CHAI is currently seeking a highly motivated individual with outstanding technical capabilities to support the HRH Secretariat to establish a robust M&E system for the NSHPD. The M&E Technical Adviser will be responsible for initiating all NSHPD M&E activities, including design and set up of the M&E system, refining the indicator framework, design and implementation of the baseline evaluation, design and implementation of an evaluation of major reforms, design and set up of micro-evaluation fund for Rwandan academic applied research, and supporting training institutions with reporting into the M&E framework for the program at large. They will also facilitate periodic reviews of the program and implement the process evaluation at the end of the grant period; the tools and processes established should also be usable to conduct periodic process evaluations by the HRH Secretariat and MOH throughout the 10-year strategy.
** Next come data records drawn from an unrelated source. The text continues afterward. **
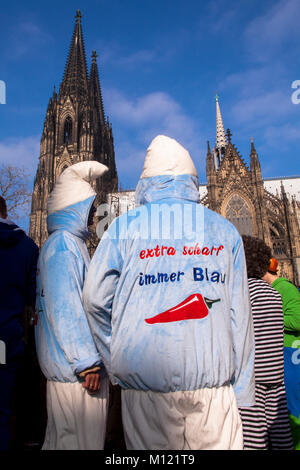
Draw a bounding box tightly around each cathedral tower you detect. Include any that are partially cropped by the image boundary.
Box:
[29,10,118,247]
[201,96,300,285]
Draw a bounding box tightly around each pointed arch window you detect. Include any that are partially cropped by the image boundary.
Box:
[225,194,252,235]
[64,116,73,144]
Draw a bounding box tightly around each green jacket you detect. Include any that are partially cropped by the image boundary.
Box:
[272,277,300,348]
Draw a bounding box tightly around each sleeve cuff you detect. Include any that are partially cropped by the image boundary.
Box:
[71,354,102,375]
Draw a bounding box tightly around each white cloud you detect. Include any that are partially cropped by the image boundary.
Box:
[244,0,300,61]
[105,89,206,186]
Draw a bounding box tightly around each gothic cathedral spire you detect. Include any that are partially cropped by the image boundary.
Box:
[213,94,227,168]
[29,10,118,246]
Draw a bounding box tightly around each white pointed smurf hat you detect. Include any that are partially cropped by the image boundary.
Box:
[47,160,108,215]
[141,135,198,178]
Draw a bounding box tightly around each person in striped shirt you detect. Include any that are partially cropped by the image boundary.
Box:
[240,235,293,450]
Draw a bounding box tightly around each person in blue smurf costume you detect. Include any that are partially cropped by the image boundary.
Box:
[35,161,108,450]
[83,135,255,450]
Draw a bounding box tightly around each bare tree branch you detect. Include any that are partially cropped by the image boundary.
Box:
[0,163,32,219]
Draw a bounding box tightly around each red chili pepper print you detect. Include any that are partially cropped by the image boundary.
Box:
[145,294,221,325]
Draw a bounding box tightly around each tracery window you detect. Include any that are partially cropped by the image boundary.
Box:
[64,116,73,144]
[225,194,252,235]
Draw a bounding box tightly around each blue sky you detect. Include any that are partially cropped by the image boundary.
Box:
[0,0,300,224]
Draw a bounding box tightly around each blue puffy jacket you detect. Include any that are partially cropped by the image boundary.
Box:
[83,175,255,406]
[36,197,101,382]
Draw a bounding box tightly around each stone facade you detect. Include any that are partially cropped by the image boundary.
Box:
[29,11,118,247]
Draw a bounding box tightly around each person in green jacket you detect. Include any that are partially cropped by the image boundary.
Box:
[263,258,300,450]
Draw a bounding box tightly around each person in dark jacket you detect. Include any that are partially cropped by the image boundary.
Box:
[0,196,39,450]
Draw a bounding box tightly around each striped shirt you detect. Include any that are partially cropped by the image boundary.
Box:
[248,278,284,384]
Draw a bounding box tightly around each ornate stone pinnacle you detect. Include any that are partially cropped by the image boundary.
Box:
[92,50,98,62]
[75,10,82,21]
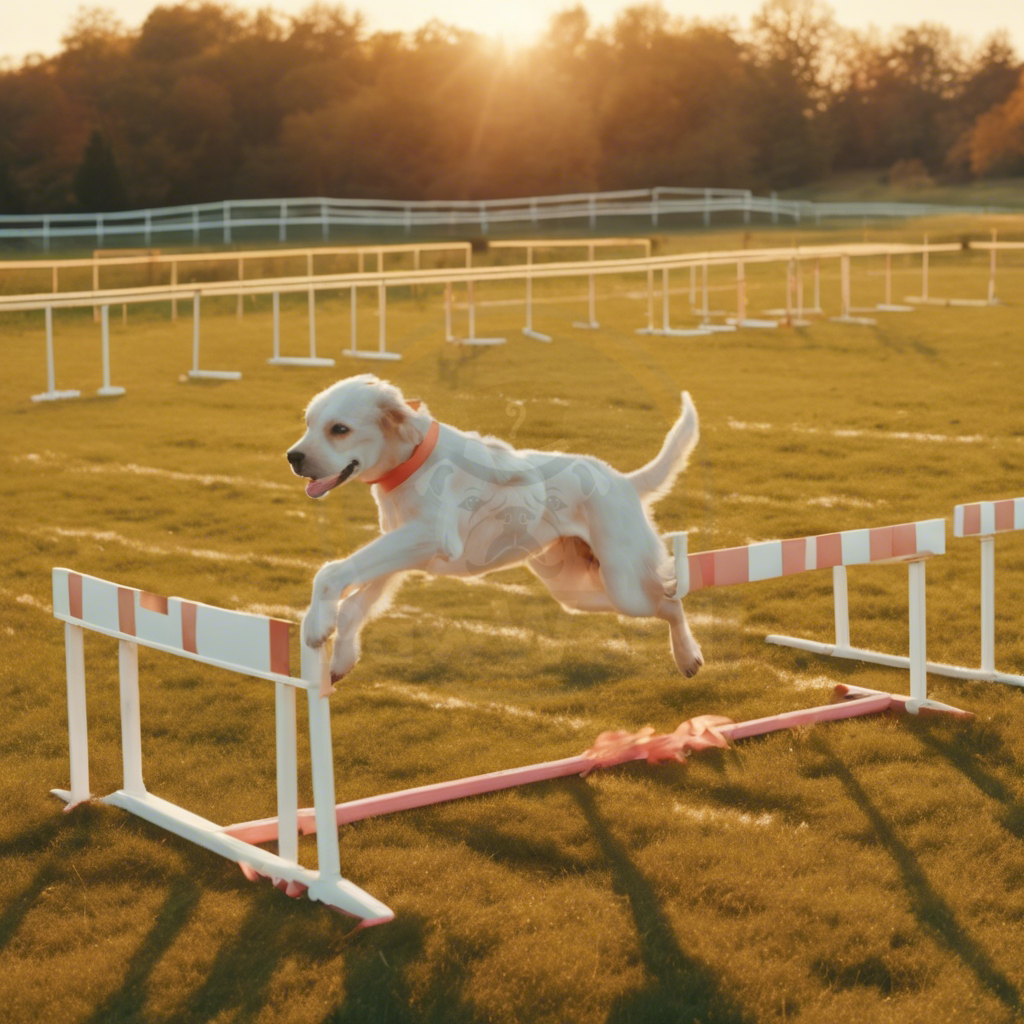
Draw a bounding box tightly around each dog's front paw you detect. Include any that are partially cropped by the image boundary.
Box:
[302,601,334,649]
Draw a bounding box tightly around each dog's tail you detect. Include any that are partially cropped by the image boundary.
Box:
[626,391,700,506]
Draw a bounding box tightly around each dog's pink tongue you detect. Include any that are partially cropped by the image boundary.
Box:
[306,476,338,498]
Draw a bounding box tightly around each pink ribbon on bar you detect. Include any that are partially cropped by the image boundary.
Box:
[583,715,733,775]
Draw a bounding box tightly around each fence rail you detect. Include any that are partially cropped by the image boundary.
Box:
[0,187,1024,250]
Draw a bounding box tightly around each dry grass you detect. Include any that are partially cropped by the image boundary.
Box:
[0,226,1024,1024]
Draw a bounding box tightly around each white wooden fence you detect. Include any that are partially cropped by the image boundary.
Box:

The desired candidate must have excellent planning, management, writing, analytical, organizational, communication and cultural sensitivity skills as they will be working closely with government and external partners. The candidate must have a passion for results and a commitment to excellence. The ideal candidate has a background in monitoring and evaluation systems design and study management, as well as demonstrated experience leading a large and complex work stream. Although categorized as a “technical adviser,” this role is not limited to advising and will be responsible for co-producing many of the deliverables related to design and implementation of the M&E system, including documenting M&E frameworks and metrics; collecting and analyzing data, and writing reports and developing presentations as needed.
This position will work in direct support of the HRH Secretariat Head of Department in Charge of Teaching Coordination and Quality Assurance and MOH, while formally reporting to the CHAI Rwanda Health Workforce team lead and will coordinate with the CHAI Health Workforce Global Team and other technical teams at CHAI as needed.
This position is based in in Kigali, Rwanda with some national and very limited international travel.
Activities are anticipated to start in January 2021 and run through at least December 2021. Extension of this role is contingent on performance and funding availability and is at the discretion of the CHAI Rwanda Health Workforce team leadership.